The Washington PostDemocracy Dies in Darkness

The king and the cabinet: Saudi political reshuffle explained

Saudi Arabia’s King Abdullah cleaned house Monday with the most sweeping cabinet shakeup in years. In many countries, changing faces of the political inner sanctum is simply a sign of careers on the upswing or in decline. In places such as Saudi Arabia, however, it’s a rare opportunity to peer – if only just a little – inside the priorities of a monarchy that holds its secrets tightly.

The first takeaway is that the cabinet reshuffle does not signal any deep alarm even as oil prices drop and Saudi authorities fear increasing threats from the Islamic State and other groups angered by Riyadh’s close ties to Washington. Key ministries such as oil, interior and defense were left unchanged.

That doesn’t mean the cabinet decrees, announced by the state-run Saudi Press Agency, are without importance.

They signal another step to open more political space for a younger generation, who have been waiting in the wings for decades as the 90-year-old Abdullah and the array of brothers and half-brothers – many now in their 80s – maintain their hold over the kingdom’s affairs.

Ministries such as culture, telecommunications, transportation, agriculture and others were put in relatively younger hands – apparently in response to demands to widen the political decision-making following the Arab Spring uprisings across the region.

But perhaps the move that offers the greatest insight was Abdullah’s decision to dump the longtime minister of Islamic affairs in favor of an academic and Islamic scholar named Suleiman Aba al-Khail, a former president of one of Saudi Arabia’s largest public universities, the Imam Muhammad ibn Saud Islamic University.

The switch appears to reflect Abdullah’s frustration that the nation’s ultraconservative religious establishment is not doing enough to publicly denounce Islamist extremism.
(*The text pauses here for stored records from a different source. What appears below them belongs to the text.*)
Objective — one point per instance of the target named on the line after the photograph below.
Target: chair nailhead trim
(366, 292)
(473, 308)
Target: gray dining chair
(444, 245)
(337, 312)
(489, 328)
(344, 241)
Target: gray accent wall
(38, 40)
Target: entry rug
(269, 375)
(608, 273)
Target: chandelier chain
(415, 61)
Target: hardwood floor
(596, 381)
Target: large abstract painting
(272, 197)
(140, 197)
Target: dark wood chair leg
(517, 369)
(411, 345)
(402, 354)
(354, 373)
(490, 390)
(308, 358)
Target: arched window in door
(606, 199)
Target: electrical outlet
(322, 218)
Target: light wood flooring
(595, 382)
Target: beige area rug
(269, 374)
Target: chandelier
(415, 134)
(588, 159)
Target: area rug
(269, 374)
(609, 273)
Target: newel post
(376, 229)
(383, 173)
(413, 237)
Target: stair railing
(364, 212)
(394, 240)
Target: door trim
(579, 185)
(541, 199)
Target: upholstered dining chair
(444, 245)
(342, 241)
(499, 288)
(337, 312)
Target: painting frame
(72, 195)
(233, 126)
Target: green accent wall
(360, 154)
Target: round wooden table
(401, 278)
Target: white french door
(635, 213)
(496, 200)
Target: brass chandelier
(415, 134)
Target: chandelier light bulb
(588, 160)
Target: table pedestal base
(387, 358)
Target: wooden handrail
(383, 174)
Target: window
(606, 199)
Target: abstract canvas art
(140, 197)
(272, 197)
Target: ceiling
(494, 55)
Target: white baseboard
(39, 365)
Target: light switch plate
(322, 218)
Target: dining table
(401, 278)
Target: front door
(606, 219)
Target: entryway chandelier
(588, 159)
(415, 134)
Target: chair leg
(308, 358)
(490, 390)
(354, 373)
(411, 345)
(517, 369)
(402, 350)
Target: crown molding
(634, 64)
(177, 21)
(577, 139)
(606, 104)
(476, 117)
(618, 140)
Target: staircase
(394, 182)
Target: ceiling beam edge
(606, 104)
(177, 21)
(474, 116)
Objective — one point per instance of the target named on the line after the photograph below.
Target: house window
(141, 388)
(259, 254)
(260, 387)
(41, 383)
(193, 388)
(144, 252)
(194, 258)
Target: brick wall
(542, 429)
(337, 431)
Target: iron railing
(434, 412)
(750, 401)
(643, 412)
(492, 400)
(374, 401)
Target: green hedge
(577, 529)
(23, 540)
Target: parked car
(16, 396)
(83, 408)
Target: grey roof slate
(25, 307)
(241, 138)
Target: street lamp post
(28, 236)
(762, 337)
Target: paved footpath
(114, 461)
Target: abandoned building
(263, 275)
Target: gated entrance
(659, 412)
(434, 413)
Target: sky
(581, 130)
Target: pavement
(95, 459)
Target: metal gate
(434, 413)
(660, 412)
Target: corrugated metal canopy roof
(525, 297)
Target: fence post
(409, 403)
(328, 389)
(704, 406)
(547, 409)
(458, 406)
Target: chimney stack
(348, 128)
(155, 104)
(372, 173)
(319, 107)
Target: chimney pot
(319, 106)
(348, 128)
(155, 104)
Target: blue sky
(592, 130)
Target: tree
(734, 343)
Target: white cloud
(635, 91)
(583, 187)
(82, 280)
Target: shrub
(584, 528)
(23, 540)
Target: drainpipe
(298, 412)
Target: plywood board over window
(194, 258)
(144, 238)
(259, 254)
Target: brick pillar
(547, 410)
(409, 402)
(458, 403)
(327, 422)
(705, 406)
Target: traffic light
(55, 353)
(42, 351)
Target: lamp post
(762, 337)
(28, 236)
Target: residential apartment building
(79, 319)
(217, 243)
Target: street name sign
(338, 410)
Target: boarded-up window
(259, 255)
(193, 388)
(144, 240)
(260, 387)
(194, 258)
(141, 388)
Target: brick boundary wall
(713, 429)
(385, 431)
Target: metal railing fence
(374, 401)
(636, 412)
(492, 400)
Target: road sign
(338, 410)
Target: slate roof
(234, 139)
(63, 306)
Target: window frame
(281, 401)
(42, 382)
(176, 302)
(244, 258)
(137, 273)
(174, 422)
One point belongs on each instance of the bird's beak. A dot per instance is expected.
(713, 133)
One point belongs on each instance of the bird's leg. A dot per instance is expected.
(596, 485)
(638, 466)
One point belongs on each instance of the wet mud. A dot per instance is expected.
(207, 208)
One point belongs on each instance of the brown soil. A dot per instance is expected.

But nothing involving Islamic affairs is easy in the country with the faith’s most holy sites. The hierarchy of Islamic clerics holds enormous influence. It gives the monarchy legitimacy to rule while also serving as guardians of Saudi Arabia’s strict brand of Islam known as Wahhabism, which enforces increasingly unpopular tenets such as banning women from driving.

Abdullah and other Saudi leaders, meanwhile, seek to apply more pressure on clerics to use Friday sermons and other outreach to oppose militancy. The worries have been amplified by Saudi support for the U.S.-led coalition battling the Islamic State. A deadly attack last month on Saudi Arabia's Shiite minority has been blamed on an al-Qaeda-linked network.

It’s not certain how much the new Islamic affairs minister can set the agenda for the country’s powerful Islamic clerics, who are not accustomed to being muscled. Aba al-Khail, however, could assume a more international role as a Saudi envoy.

He has taken part in U.N.-backed forums on interfaith dialogue and spoke frequently at seminars trying to separate Wahhabism from more radical strains of Islam.